Только теперь приходит осознание произошедшего. Эрик прав: я дура. У нас был уговор: ни слова о моих вылазках, достаточно того, что он вообще знает об этом. Чего бы ни происходило – держи в себе. Когда информацией обладает один человек, вероятность её обличения стремится к нулю. Когда знают два – считай, знают все. У меня нет причин не доверять брату, даже несмотря на угрозу рассказать всё. Но от случайности не застрахован никто. Нужно совсем немного: обмолвиться в разговоре, выдать себя взглядом, пробормотать во сне. Охрана приходит в дом незаметно, от начала суда до исполнения приговора проходит не больше десяти минут. Меня выселят в другую зону, откуда нет возврата. Такой ли судьбы желали мне родители? Нет, определённо нет.

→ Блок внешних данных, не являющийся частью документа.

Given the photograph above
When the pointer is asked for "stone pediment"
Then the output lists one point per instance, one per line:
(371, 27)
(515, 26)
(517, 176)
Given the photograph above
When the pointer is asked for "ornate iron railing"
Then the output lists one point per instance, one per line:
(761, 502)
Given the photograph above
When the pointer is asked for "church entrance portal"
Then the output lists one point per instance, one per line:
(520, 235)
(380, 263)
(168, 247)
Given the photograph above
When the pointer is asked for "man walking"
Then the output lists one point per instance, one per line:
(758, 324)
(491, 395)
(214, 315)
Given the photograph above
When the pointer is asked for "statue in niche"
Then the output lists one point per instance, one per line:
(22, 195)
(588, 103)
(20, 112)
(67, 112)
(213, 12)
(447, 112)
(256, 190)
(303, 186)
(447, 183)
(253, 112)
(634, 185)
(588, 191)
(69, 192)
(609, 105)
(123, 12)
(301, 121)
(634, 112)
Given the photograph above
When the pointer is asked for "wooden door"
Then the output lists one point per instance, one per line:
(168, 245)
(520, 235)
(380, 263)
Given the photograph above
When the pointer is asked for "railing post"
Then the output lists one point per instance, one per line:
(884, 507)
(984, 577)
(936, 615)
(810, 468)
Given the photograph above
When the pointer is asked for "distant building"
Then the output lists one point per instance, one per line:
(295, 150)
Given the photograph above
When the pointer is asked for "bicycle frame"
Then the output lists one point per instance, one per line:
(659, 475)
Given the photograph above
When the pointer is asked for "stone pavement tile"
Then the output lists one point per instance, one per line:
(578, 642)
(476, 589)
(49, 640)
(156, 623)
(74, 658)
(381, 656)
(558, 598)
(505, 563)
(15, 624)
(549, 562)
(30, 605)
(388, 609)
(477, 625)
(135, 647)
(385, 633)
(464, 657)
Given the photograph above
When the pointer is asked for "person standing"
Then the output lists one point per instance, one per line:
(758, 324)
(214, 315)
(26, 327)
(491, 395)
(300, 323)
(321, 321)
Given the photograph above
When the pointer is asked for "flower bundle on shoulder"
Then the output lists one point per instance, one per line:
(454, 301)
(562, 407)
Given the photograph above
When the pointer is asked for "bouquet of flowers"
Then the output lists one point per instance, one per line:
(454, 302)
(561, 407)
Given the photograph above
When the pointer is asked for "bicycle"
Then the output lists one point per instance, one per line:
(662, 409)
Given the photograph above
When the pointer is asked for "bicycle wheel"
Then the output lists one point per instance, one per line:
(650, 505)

Не оборачиваясь, нащупываю рукой новый камень, кидаю в пруд. По воде разбегаются ребристые круги, в воздухе медленно тает отчётливый плюх.

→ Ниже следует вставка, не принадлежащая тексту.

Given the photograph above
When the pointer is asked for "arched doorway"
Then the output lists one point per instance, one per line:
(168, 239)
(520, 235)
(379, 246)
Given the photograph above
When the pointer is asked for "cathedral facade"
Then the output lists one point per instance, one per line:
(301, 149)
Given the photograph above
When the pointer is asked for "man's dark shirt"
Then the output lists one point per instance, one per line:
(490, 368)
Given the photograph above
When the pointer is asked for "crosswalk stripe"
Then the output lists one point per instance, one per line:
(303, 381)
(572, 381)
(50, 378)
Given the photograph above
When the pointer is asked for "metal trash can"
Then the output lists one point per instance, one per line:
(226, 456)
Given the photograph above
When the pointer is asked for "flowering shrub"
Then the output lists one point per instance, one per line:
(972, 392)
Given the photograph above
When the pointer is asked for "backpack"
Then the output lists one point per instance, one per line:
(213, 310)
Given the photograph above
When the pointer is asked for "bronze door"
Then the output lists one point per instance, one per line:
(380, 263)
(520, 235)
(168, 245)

Рот открывается и закрывается. Звуки вылетают из него и скапливаются под потолком. В тетради круги, спирали, опушка между ёлок, ёжик. Спохватываюсь, перечёркиваю рисунок, чтобы никто не увидел. Не доведя линию до конца, откладываю ручку и переворачиваю страницу. Оглядываюсь.

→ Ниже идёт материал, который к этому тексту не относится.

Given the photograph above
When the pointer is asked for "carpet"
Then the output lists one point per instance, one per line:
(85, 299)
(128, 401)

Никто даже не делает вид, что слушает монотонный голос учителя. Раз в неделю нас собирают в этом кабинете и рассказывают одну и ту же лекцию, не меняя ни слов, ни их порядка. Мы привыкли заниматься своими делами, наизусть зазубрив предупреждения об опасности леса, о диких животных, которые за секунду разорвут любого, о коварных болотах, засасывающих людей. И только дважды в год, на последнем занятии перед летней и зимней экскурсией, на лицах видны другие эмоции, помимо скуки: тревога, страх, ожидание, желание, чтобы это поскорее осталось позади. До следующего тревожного дня ровно две недели.
Поправляю бинт на запястье, скрывающий перекрещивающиеся линии. Я не хотела, чтобы кто-то заметил их, начал расспрашивать, а оттереть так и не вышло. Впереди от беспокойного ёрзанья скрипит стул.
–Простите,– тихо говорит девочка, сидящая передо мной.– Можно вопрос?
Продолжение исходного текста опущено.